Professor Gábor Halmai is chair of Comparative Constitutional Law, and Director of Graduate Studies at the European University Institute in Florence.
His primary research interests are comparative constitutional law, and international human rights. He has published several books and articles, as well as edited volumes on these topics in English, German and Hungarian. His most recent book, Perspectives on Global Constitutionalism, deals with the use of foreign and international law by domestic courts.
Professor Kim Lane Scheppele is the Laurance S. Rockefeller Professor of Sociology and International Affairs in the Woodrow Wilson School and the University Center for Human Values and served as Director of the Program in Law and Public Affairs at Princeton University from 2005 until 2015. She joined the Princeton faculty in 2005 after nearly a decade on the faculty of the University of Pennsylvania School of Law, where she was the John J. O’Brien Professor of Comparative Law.

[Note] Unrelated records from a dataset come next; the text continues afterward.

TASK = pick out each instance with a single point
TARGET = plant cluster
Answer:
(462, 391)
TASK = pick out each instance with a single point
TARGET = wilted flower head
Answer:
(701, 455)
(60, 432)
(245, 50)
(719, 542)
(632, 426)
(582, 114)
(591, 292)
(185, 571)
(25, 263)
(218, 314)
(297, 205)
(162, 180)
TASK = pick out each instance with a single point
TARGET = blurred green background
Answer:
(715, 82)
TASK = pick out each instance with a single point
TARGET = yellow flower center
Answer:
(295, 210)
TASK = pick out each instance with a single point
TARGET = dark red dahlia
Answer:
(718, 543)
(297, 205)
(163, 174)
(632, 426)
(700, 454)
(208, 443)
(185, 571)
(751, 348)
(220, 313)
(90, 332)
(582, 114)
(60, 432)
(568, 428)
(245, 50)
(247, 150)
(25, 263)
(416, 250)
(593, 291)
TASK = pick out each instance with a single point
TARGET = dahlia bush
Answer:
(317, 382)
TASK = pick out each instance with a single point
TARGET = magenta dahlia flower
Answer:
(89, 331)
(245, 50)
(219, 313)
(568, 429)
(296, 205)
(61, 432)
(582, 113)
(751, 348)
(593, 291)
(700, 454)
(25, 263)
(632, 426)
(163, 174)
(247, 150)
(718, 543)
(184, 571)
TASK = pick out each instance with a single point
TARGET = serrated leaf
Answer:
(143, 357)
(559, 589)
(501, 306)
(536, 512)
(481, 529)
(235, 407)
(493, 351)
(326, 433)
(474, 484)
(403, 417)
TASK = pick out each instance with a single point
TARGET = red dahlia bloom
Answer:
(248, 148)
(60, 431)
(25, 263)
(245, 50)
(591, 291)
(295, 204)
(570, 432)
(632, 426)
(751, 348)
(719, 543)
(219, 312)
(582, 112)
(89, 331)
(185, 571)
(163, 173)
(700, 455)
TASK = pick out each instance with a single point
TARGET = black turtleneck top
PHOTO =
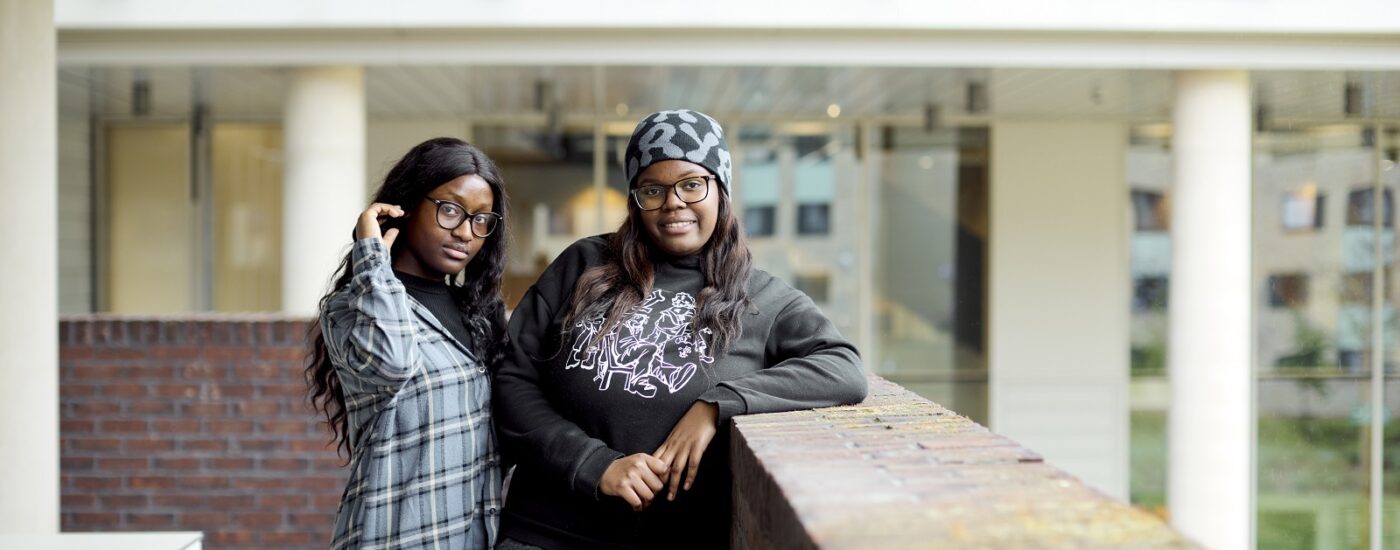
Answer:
(434, 295)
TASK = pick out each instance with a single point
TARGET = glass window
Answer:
(814, 219)
(1150, 294)
(1288, 290)
(1361, 207)
(930, 275)
(759, 220)
(553, 199)
(1148, 210)
(816, 286)
(1304, 210)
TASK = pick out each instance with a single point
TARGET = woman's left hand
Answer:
(686, 444)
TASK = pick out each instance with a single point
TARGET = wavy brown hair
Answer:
(626, 277)
(476, 290)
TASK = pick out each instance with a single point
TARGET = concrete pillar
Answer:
(28, 294)
(1059, 295)
(1208, 357)
(324, 179)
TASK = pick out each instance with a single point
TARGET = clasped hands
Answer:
(641, 477)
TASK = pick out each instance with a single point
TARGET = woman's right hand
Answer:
(370, 220)
(636, 479)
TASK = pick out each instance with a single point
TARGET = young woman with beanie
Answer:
(634, 349)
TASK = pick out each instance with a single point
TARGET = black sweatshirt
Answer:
(434, 295)
(566, 410)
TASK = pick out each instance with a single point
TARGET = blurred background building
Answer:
(1087, 226)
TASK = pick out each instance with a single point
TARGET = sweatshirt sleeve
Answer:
(809, 364)
(367, 325)
(532, 431)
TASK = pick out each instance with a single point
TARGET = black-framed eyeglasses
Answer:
(690, 189)
(451, 216)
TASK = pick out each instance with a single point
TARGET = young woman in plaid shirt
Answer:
(399, 358)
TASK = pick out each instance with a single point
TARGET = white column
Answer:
(324, 182)
(1059, 295)
(1208, 356)
(28, 252)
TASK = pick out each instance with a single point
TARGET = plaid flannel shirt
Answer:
(424, 469)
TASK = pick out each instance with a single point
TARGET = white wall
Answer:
(1059, 295)
(74, 212)
(1199, 16)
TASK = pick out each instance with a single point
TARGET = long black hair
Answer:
(476, 290)
(620, 283)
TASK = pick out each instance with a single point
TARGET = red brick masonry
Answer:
(199, 423)
(193, 424)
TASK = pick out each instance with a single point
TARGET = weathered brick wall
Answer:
(193, 424)
(899, 472)
(202, 424)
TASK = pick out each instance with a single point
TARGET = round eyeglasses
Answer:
(692, 189)
(451, 216)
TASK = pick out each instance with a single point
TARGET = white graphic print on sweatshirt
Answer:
(636, 349)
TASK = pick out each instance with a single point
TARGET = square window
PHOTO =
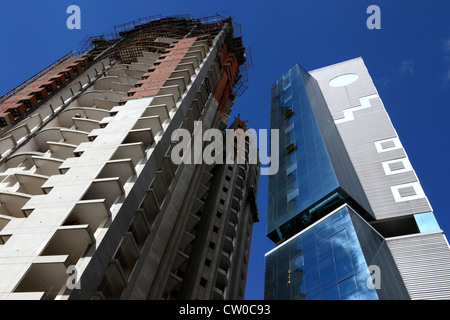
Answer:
(407, 191)
(396, 166)
(347, 286)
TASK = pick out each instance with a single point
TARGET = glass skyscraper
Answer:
(346, 210)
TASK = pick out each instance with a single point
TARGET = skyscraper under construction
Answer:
(92, 207)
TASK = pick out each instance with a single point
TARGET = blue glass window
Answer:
(426, 222)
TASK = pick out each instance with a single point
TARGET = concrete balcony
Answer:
(75, 137)
(157, 110)
(110, 189)
(150, 206)
(60, 150)
(127, 254)
(140, 135)
(114, 281)
(134, 151)
(89, 212)
(71, 240)
(45, 277)
(47, 166)
(167, 99)
(122, 168)
(149, 122)
(189, 66)
(140, 228)
(11, 203)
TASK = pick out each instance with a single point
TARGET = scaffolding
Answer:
(128, 41)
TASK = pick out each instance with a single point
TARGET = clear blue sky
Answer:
(408, 59)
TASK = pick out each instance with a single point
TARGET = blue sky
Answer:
(408, 59)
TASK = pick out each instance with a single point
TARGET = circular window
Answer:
(343, 80)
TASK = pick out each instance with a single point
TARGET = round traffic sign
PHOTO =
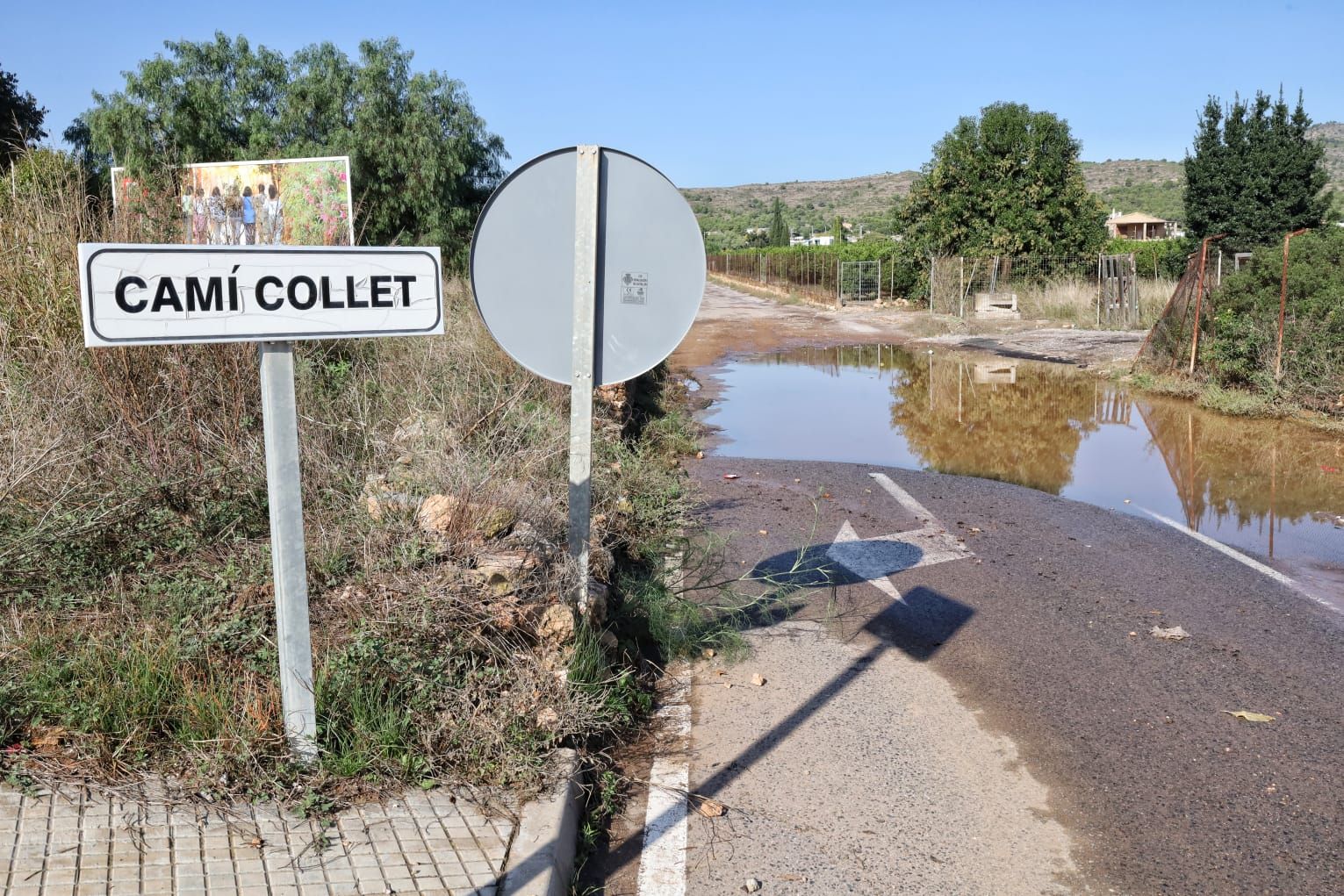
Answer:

Scheppele’s work focuses on the intersection of constitutional and international law, particularly in constitutional systems under stress. After 1989, Scheppele studied the emergence of constitutional law in Hungary and Russia, living in both places for extended periods. After 9/11, Scheppele researched the effects of the international “war on terror” on constitutional protections around the world. Her many publications on both post-1989 constitutional transitions and on post-9/11 constitutional challenges have appeared in law reviews, social science journals and multiple languages. In the last two years, she has been a public commentator on the transformation of Hungary from a constitutional-democratic state to one that risks breaching constitutional principles of the European Union.